Born into slavery, Smalls stole a Confederate ship during the Civil War to sail his family and dozens of others to freedom.


He later served a decade in the House of Representatives, helped amend the South Carolina Constitution to give black men equal status after the Civil War, and then fought hard when racists returned to power and rolled back nearly all of the gains Smalls had fought for.


The proposal was unanimously approved Wednesday by the Robert Smalls Memorial Commission. Another group will now seek the millions of dollars needed for the Smalls statue to join more than two dozen others, many of Confederates and other racists, that have dotted the site where the state Capitol building has stood for more than 230 years.


Robert Smalls was born in 1839 in Beaufort, South Carolina, and died in 1915, a free man in his life, but somehow forgotten and marginalized by a society determined to keep blacks of inferior status.


But Smalls’ story was too powerful and admirable to disappear.


In May 1862, during the Civil War, disguised in a Confederate uniform, he took command of a ship at night and passed several checkpoints before turning it over to Union soldiers, winning the freedom of his family and other slaves aboard.


For the rest of the Civil War, Smalls helped the Union.

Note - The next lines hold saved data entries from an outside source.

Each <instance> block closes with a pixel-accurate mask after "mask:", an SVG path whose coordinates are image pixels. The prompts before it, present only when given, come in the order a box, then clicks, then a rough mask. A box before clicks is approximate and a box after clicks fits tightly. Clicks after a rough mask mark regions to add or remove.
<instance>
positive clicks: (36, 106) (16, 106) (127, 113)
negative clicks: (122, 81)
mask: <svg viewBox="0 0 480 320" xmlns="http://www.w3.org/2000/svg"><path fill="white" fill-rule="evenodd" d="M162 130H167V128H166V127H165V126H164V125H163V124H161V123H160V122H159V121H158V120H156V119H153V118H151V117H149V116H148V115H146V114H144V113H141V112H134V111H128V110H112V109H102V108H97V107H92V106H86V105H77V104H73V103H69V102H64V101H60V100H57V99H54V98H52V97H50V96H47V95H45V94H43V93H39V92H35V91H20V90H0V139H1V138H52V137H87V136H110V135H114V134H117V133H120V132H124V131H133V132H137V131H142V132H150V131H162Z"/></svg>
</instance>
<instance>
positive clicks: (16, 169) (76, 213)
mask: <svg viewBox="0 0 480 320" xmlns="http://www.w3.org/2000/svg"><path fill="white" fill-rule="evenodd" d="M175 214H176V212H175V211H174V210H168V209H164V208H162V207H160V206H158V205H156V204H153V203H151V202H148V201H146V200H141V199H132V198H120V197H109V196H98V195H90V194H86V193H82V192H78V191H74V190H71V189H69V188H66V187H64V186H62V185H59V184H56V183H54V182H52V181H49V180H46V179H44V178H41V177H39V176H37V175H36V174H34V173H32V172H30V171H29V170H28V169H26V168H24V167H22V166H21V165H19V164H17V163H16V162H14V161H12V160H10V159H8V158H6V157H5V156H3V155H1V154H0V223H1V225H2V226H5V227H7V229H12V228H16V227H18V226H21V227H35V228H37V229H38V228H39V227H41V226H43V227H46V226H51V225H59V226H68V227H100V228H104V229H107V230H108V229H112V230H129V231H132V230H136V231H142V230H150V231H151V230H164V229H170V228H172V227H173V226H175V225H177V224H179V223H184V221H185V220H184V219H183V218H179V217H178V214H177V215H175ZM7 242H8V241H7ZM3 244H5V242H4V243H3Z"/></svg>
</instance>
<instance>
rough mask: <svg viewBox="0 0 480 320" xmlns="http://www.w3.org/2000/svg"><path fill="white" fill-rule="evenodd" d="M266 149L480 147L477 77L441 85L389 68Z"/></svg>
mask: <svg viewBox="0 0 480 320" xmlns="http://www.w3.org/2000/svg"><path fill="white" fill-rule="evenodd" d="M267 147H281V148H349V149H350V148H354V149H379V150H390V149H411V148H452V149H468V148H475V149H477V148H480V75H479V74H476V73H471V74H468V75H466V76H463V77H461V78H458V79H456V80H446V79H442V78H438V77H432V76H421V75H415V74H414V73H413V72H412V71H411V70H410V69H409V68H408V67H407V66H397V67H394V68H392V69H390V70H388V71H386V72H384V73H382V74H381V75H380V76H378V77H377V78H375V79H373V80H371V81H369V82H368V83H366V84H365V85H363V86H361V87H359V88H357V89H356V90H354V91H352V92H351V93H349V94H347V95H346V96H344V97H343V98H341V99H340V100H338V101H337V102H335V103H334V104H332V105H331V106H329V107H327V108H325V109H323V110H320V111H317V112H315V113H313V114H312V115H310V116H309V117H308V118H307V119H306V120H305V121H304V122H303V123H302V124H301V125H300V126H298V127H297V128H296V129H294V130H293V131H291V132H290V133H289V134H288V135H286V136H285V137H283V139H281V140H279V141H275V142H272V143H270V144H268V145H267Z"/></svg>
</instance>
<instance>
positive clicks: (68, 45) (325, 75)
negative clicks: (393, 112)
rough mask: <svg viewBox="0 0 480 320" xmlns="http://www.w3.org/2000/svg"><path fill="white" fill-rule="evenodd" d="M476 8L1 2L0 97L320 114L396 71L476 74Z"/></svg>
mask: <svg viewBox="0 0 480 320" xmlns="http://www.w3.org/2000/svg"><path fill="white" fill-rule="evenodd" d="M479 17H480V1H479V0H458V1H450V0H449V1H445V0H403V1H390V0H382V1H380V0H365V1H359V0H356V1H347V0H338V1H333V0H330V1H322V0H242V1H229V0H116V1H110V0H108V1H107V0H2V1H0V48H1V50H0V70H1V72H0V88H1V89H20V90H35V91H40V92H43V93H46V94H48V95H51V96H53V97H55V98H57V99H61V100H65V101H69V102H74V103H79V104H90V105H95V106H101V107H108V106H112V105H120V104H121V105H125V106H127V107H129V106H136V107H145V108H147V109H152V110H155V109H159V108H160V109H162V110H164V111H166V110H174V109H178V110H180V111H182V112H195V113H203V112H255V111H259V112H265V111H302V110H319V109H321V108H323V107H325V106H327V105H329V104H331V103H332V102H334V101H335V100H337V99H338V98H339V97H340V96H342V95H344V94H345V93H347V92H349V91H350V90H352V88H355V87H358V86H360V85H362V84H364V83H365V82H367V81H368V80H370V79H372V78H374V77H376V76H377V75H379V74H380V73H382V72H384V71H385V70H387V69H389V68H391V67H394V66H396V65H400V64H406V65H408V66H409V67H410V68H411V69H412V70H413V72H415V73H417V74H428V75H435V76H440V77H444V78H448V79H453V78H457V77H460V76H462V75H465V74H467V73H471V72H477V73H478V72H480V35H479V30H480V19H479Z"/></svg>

After the South was defeated, Smalls was elected to the South Carolina House of Representatives and Senate before being elected to the federal House of Representatives.


He bought his slave owner's house in Beaufort, partly with the money he received for surrendering the ship to the Union, which provided his wife with a place to live when she was widowed.


Smalls would see a new South Carolina constitution in 1895 strip African Americans of the right to vote, at a convention led by "Pitchfork" Ben Tillman.


Tillman, a former governor and senator, bragged about leading mobs of white men to kill black men trying to vote in the 1876 election, which led to the return of white power and the collapse of everything Smalls had stood for.


Some civil rights groups have advocated for the removal of statues of Confederates and white supremacists, such as Tillman, but state law requires legislative approval to remove them or even just to add captions to the monuments detailing their racist practices, which has been an impossible task in a state dominated by conservative Republicans.